Abstract

Scholars and journalists have often noted that psychology is 90 percent of the American economy. Whatever the percentage, there is little question that confidence is a primary factor in the nation's economic health, and the orderly functioning of the banking system is a central component of public confidence. As President Franklin D. Roosevelt ascended to the presidency on March 4, 1933, that system had virtually collapsed. Restoring faith in the nation's banks became a product, in no small measure, of Roosevelt's rhetoric. Amos Kiewe, a professor of communication and rhetorical studies at Syracuse University, provides a recounting of Roosevelt's rhetorical skills through the medium of his first fireside chat. Though Kiewe's work includes no notable new information, it contains some eminently useful material on the economic crisis of 1932–1933, particularly on Roosevelt's inspirational and clearly limned message to the American people about the stability and instability of banks.
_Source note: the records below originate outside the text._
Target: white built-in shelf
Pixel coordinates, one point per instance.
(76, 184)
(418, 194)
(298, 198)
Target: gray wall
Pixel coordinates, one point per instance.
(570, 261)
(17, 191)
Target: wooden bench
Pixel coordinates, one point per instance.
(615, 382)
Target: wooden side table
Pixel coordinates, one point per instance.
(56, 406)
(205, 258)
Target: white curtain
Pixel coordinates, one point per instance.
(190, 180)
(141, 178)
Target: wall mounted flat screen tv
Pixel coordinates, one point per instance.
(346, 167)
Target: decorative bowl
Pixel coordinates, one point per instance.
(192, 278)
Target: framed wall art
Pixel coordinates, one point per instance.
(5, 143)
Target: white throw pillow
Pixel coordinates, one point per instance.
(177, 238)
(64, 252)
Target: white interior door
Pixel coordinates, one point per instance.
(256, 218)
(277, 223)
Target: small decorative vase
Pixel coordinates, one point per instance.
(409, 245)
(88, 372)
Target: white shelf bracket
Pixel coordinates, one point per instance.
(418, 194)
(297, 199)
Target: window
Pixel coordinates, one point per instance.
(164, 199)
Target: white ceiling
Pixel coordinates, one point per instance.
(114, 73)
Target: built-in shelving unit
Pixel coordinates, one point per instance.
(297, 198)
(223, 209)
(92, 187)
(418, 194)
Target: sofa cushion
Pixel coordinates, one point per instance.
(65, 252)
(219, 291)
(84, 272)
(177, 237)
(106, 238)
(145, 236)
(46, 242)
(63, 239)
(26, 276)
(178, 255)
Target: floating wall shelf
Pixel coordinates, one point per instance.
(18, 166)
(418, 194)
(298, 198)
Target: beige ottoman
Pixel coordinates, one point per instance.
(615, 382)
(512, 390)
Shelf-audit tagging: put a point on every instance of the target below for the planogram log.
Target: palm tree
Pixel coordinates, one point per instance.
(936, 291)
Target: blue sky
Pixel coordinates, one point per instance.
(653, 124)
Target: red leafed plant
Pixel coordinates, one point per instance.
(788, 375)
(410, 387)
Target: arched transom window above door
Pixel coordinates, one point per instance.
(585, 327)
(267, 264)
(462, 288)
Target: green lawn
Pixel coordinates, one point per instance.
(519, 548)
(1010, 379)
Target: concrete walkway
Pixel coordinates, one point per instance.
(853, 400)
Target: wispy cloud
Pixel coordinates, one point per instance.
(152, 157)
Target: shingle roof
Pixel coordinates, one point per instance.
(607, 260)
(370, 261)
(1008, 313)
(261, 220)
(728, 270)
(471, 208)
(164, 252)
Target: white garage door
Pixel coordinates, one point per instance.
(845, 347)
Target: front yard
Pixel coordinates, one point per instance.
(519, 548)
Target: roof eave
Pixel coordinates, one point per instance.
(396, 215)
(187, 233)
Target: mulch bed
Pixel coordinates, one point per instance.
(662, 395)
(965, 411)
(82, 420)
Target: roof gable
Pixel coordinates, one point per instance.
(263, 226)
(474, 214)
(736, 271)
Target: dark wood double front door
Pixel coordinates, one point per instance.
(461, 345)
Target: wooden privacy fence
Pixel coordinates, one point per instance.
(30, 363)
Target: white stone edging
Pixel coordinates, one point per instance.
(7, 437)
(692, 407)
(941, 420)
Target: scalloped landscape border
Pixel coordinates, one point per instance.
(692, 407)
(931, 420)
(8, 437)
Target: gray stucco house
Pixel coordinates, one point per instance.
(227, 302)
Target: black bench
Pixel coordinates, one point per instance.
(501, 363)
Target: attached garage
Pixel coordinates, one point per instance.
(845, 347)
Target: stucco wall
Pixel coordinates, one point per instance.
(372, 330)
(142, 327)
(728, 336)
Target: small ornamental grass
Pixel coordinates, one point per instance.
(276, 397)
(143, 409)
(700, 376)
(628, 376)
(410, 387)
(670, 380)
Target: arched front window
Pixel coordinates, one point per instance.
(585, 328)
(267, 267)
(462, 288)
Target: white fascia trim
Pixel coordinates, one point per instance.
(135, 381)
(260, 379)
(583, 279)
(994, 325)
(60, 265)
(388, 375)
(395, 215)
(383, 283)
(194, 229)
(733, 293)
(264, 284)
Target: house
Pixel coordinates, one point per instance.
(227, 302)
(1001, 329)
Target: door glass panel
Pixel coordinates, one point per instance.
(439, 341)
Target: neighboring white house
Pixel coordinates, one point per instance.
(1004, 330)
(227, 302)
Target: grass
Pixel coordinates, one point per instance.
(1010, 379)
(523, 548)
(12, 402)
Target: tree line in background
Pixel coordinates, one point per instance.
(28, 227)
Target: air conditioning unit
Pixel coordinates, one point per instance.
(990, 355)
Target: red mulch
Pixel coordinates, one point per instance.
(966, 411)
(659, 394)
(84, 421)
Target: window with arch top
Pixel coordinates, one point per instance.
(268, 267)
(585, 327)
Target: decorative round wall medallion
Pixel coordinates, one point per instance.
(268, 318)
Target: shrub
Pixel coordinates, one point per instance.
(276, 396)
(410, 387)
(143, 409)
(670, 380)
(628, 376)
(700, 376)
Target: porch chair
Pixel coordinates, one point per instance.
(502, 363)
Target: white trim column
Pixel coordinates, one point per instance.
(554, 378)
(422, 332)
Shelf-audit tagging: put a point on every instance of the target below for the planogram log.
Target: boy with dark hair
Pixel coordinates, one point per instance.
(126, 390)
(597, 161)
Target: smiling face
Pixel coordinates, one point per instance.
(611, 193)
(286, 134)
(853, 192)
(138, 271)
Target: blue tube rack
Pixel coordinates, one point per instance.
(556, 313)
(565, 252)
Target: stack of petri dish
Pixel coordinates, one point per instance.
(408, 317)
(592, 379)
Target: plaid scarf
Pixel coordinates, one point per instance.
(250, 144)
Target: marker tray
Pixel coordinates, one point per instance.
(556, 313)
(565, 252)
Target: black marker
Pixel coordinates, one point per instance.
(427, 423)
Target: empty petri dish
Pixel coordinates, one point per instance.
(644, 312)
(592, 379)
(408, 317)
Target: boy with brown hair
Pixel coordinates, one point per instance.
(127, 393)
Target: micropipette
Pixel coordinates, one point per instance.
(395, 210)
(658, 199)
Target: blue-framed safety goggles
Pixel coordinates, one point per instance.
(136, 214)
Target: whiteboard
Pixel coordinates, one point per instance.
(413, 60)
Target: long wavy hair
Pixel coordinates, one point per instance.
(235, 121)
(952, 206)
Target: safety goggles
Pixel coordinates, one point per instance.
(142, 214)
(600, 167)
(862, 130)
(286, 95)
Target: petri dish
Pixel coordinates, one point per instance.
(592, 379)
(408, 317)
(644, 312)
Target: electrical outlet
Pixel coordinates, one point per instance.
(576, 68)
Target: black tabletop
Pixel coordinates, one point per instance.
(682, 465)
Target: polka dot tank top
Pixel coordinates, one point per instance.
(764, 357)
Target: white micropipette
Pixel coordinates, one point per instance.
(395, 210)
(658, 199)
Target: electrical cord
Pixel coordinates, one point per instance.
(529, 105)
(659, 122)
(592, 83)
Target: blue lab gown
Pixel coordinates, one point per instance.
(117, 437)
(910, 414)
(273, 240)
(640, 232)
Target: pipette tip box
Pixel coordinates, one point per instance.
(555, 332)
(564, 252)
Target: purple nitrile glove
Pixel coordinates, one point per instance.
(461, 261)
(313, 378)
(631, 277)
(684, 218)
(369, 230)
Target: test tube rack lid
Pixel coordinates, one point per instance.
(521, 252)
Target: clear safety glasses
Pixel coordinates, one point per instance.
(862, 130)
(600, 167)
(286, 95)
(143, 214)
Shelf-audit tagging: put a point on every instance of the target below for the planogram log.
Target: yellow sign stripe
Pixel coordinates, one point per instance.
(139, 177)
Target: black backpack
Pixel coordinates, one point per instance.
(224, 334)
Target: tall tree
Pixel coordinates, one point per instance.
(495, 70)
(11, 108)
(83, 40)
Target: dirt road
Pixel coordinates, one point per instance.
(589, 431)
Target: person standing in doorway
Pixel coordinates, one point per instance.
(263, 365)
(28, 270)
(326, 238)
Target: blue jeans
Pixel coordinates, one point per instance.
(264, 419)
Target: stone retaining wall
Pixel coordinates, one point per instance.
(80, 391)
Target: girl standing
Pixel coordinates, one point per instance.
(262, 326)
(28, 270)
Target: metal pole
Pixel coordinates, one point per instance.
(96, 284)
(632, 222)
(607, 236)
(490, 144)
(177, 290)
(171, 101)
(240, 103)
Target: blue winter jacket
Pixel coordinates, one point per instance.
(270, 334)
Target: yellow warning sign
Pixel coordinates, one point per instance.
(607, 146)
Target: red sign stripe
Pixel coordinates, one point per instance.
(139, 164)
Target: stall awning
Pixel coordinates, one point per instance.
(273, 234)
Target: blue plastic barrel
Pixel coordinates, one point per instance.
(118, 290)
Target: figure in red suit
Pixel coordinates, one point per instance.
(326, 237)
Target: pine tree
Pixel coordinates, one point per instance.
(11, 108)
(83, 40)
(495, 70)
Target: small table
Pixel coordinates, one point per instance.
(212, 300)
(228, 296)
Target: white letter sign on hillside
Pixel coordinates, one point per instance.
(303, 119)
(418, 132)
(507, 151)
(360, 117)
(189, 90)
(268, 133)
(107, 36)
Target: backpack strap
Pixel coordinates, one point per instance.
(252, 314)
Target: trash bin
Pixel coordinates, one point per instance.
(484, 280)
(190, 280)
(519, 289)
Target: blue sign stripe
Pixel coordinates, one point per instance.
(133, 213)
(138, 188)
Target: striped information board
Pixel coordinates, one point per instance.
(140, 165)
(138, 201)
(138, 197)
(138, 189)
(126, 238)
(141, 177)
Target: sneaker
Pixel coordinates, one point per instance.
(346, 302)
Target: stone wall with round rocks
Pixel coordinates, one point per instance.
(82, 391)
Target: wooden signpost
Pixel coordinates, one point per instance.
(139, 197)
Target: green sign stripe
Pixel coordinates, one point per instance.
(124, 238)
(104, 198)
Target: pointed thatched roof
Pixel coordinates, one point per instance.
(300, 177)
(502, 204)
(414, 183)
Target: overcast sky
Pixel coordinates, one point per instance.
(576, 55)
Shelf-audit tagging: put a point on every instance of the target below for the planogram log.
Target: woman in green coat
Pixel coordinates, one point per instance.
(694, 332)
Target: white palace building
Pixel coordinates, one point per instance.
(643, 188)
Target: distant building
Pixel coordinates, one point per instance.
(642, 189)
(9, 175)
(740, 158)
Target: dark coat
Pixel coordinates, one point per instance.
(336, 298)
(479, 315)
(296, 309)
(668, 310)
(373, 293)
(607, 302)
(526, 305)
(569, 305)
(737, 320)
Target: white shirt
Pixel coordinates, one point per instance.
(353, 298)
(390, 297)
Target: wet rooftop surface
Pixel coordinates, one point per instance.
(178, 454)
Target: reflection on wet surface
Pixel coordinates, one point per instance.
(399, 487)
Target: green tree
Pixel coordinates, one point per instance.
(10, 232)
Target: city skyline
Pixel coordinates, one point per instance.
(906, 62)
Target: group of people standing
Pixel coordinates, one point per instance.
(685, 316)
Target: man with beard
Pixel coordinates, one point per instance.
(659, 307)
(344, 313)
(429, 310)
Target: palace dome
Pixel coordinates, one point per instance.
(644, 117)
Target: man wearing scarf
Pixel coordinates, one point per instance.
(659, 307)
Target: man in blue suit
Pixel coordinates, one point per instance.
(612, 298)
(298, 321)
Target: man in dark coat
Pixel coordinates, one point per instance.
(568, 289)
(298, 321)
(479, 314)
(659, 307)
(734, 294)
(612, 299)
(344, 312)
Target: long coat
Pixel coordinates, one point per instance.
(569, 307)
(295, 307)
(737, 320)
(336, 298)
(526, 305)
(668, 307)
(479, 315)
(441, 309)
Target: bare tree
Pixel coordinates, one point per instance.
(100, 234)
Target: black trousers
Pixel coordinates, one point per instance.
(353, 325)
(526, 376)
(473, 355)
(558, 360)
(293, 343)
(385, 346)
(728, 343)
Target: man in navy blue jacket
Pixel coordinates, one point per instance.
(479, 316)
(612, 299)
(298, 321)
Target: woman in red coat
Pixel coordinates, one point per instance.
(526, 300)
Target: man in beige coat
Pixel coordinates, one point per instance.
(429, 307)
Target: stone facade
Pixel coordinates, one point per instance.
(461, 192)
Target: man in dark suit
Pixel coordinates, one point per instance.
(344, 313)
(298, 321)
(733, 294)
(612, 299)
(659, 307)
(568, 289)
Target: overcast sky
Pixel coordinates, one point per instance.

Kiewe opens with a reprinting of the chat of March 12, 1933. He then goes on to discuss Roosevelt's masterly use of the radio as governor of New York, with special emphasis on the so-called Forgotten Man Address. Then he examines, in turn, the U.S. financial situation in the winter of 1932–1933; the run on the banks and the multiple failures that followed; President Herbert Hoover's inability to rally the country, either through policy or rhetoric; the Hoover-Roosevelt discord during the interregnum preceding fdr's inauguration; the contribution of Hoover Treasury Department officials in the decision for a bank holiday, including the initiation of emergency banking legislation; and the role that holdover Hoover administration officials, especially Undersecretary of the Treasury Arthur A. Ballantine, played in the drafting of Roosevelt's first fireside chat. Of all of this material, some of the most interesting is in the ascribing of primary responsibility in the writing of this address. Finally, Kiewe dissects the chat itself and the important rhetorical contribution the president made to reviving confidence in the banks. His concluding section, in which he reprints some public and journalistic reactions to the speech, helps illustrate the chat's impact.